Friday 25 December 2009

NPS - Not Cheap

NPS is not that much cheap as it's look in first glance. For investors of higher amounts indeed it's providing the benefit of size but for small investors it's not cheap at all. For a small investors investing just 6K Rs. the minimum yly. subscription, sample this.

Fund management charges are low enough, but the fixed charges are high. In a bad year, when you barely manage to invest 6000 in the requisite 4 yearly installments, you incur the following charges:
A. Account opening charge of Rs. 50 (only required for the first year)
B. Annual maintenance charge of Rs. 350
C. 4 transactions, Rs. 10 fees to CRA for each. Total Rs. 40.
D. Registration with PoP (Point of Presence, kind of the investor’s broker): Rs. 40. This will be required not just the first time, but everytime the PoP is changed for some reason (e.g. migration from one location to another)
D. 4 transactions, Rs. 20 fees to PoP for each. Total Rs. 80.
Other charges are negligible; but these charges total to Rs. 560. This is 9.33 percentage of the investment for the year (Rs. 6000). Consider it kind of an entry load for NPS.

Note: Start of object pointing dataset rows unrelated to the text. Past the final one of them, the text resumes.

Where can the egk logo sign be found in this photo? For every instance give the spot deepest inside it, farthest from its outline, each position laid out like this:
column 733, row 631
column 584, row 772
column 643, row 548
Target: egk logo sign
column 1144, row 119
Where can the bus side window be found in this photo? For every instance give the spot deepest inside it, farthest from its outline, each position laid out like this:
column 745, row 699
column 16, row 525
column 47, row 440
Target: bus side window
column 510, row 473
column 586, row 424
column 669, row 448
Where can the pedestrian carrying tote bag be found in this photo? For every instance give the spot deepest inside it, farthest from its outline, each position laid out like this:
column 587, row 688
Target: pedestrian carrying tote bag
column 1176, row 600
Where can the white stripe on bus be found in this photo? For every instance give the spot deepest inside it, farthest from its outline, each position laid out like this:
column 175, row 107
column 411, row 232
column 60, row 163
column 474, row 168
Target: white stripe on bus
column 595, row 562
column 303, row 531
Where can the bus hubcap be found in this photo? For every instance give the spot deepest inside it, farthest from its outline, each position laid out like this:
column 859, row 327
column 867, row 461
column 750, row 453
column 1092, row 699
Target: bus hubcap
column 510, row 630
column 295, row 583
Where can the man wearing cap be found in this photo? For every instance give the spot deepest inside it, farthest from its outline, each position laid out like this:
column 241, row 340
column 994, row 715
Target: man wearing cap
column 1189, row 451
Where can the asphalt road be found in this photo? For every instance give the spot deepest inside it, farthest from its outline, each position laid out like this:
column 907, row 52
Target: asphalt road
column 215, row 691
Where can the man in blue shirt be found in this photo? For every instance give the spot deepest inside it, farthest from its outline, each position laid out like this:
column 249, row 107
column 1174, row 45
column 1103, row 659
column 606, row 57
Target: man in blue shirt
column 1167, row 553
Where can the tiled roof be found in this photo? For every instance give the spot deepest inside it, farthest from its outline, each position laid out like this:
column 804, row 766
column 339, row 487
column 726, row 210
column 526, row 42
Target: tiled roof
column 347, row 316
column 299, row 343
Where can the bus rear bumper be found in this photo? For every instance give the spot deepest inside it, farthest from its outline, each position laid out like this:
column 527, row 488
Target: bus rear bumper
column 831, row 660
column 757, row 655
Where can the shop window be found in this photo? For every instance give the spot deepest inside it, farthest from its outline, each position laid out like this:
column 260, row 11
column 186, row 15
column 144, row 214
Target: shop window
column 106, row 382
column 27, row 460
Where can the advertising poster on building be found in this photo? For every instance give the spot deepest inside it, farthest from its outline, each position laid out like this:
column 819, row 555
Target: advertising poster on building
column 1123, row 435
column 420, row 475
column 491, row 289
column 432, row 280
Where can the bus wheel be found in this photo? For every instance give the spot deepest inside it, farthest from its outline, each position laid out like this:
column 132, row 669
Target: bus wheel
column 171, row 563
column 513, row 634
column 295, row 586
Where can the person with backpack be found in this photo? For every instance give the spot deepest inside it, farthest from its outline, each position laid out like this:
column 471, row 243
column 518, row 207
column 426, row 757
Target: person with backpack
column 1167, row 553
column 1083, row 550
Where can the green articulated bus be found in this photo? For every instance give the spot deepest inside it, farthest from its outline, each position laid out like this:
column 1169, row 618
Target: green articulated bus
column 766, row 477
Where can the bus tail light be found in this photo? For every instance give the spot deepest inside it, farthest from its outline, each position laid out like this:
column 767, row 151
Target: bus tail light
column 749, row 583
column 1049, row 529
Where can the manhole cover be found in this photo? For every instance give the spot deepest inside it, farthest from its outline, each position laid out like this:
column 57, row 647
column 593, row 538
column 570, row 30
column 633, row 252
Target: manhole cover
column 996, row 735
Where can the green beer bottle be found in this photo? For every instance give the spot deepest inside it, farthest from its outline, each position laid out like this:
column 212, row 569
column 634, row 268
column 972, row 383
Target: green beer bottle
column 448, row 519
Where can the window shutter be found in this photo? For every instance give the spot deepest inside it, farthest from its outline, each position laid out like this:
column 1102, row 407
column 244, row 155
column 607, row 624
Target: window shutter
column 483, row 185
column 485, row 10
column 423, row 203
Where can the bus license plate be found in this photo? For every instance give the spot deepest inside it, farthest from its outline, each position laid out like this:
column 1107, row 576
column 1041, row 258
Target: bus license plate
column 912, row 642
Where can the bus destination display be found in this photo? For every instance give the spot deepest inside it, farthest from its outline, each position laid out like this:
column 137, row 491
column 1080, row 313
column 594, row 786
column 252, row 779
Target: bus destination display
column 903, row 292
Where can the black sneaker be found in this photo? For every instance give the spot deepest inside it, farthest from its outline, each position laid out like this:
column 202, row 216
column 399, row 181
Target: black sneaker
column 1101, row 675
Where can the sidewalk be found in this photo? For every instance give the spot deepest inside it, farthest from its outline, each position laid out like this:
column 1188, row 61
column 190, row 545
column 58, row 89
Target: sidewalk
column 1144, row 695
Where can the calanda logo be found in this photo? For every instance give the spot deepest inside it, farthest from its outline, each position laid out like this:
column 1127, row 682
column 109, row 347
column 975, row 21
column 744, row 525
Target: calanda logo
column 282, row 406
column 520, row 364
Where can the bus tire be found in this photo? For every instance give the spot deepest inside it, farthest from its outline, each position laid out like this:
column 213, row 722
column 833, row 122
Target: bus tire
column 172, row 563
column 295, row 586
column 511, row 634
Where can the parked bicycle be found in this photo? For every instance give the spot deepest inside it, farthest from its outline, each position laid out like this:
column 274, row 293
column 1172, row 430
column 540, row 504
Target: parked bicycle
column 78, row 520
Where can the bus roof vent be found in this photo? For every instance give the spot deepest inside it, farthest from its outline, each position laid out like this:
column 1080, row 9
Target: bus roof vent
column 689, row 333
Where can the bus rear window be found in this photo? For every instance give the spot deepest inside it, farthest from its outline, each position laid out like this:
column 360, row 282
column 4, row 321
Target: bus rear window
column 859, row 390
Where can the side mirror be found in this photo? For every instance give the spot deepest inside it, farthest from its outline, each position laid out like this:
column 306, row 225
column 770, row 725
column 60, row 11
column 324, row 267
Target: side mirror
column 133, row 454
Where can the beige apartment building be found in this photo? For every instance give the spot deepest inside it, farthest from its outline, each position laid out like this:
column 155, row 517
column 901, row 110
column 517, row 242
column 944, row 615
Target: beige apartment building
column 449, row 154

In the light of the above facts, NPS is useful for investors who r going to commit higher amounts, as barring Fund management charge, all other charges r not linked to the investment or fund, instead they r fixed in nature & may prove counter productive for lower investment amounts.

Thanks


Ashal

2 comments:

Simple person in a complex world said...

Great article. Thanks for this. I was considering opening NPS account for it's supposedly low fee, but will now rethink. even for someone investing 25000, fixed charges are > 2%.

Srikanth Matrubai said...

As usual, Great analysis, Ashalanshu.
Keep up the great work. You are a genius.

Yes,
Though the Fund Management is ridiculously low at a miniscule 0.0009% per annum, the Cost of Opening an Account(Rs.50), Annual Maintenance Charge(Rs.350) and a Per Transaction Charge of Rs.10 actually makes the NPS COSTLIER than a Regular Mutual Fund with a 500 monthly sip. The cost works out to around Rs.350 as fixed cost on every Rs.2000 he contributes. Unless the Govt steps in to correct this, NPS would be a failure with the small savers.